Neural value representation
A paired t test comparing neural pattern-similarity scores for pairs of trials of the same values versus different values (collapsed over visual form) revealed a significant effect of value in both the hippocampus (t(24) = 1.85, p = 0.039; Fig. 2C) and the PHC (t(24) = 2.20, p = 0.019; Fig. 2E). The degree of neural value representation (same-value minus different-value pattern similarity) was positively correlated with behavioral reward modulation across participants in both regions (hippocampus: r = 0.54, p = 0.005; PHC: r = 0.48, p = 0.016; Fig. 2D,F), such that participants who showed greater neural value representation also tended to show greater behavioral reward modulation. We also observed significant value representation in the LOC (t(24) = 2.94, p = 0.004; Fig. 2G), but its relationship to behavioral reward modulation did not reach significance (r = 0.34, p = 0.093; Fig. 2H).
Exploratory analysis: hippocampal representation of value distance
Given the novel finding of the overall representation of reward value in the hippocampus and its relationship to behavior, we asked whether the pattern similarity scales with the differences in value, indicating that hippocampal value representation is quantitative in nature. The analysis was exploratory as the current design—with only three value conditions unevenly spaced from one another—was not optimized to test this question. However, we reasoned that if hippocampal representations reflected the quantitative value of the reward, we should not only observe greater pattern similarity for the cues of the same values (i.e., zero levels apart) than cues of different values (Fig. 2), but further observe the neural-pattern similarity to be greater for pairs of trials with values one level apart (dollar vs dime, dime vs penny) than pairs of trials that differ by two value levels (dollar vs penny). To test for this pattern, we separated different-value pairs based on whether they differed by one-value or two-value levels. Pattern-similarity values were essentially the same for trial pairs that differed by one level (mean, 0.00483; SD, 0.00487) versus two levels (mean, 0.00477; SD, 0.00509; t(24) = 0.27; p > 0.7). Furthermore, for trial pairs that differed by one level, the pattern-similarity scores were similar for dollar–dime pairs (mean, 0.00474; SD, 0.00483) and dime–penny pairs (mean, 0.00492; SD, 0.00512; t(24) = 0.42; p > 0.6). Thus, while our central findings show that the hippocampus represents different-value trials more distinctly than same-value trials, the current data do not provide evidence that pattern similarity for different-value trials scales with differences in objective value.
Hippocampal sensitivity to the reward cue's form and value
To test how neural patterns are sensitive to each aspect of the cue (form, value), we computed, for each participant, the normalized difference in pattern-similarity scores for pairs of trials with the same reward cue and pattern-similarity scores for pairs of trials in which reward cues were different in form, value, or both. In the hippocampus (Fig. 3A), we found significant neural sensitivity to value differences when form was the same (one-sample t(24) = 2.44, p = 0.011), no sensitivity to visual-form differences when value was the same (one-sample t(24) = 0.24, p = 0.40), and no effect on pattern-similarity scores when both form and value differed (t(24) = 0.90, p = 0.19). Repeated-measures ANOVA showed that hippocampal sensitivity varied among conditions (F(1.59,38) = 4.06, p = 0.033, GG). Follow-up pairwise comparisons showed that sensitivity to differences in value was greater than sensitivity to differences in visual form (paired t(24) = 2.48, p = 0.020), indicating abstract representation of value that is not driven by the visual appearance of the reward cue.

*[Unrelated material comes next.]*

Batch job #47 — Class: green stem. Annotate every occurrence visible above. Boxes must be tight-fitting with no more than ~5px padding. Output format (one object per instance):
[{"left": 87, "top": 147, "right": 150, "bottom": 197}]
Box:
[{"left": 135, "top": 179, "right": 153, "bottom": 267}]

Hippocampal activation patterns were also more distinct for two cues of different value when their visual form was the same compared with when the visual form differed (paired t(24) = 2.62, p = 0.015), which is consistent with the idea of hippocampal-pattern differentiation of visually similar cues. Pattern differentiation was not unique to one visual form. Instead, trial-by-trial pattern similarity for picture–picture pairs and word–word pairs were statistically equivalent. For the same-value pairs (t(24) = 0.11, p > 0.9), mean picture–picture pattern similarity was 0.00528 (SD, 0.0046), and mean word–word pattern similarity was 0.00533 (SD, 0.0048). For different-value pairs (t(24) = 0.01, p > 0.9), mean picture–picture pattern similarity was 0.00459 (SD, 0.0048), and mean word–word pattern similarity was 0.00458 (SD, 0.0054).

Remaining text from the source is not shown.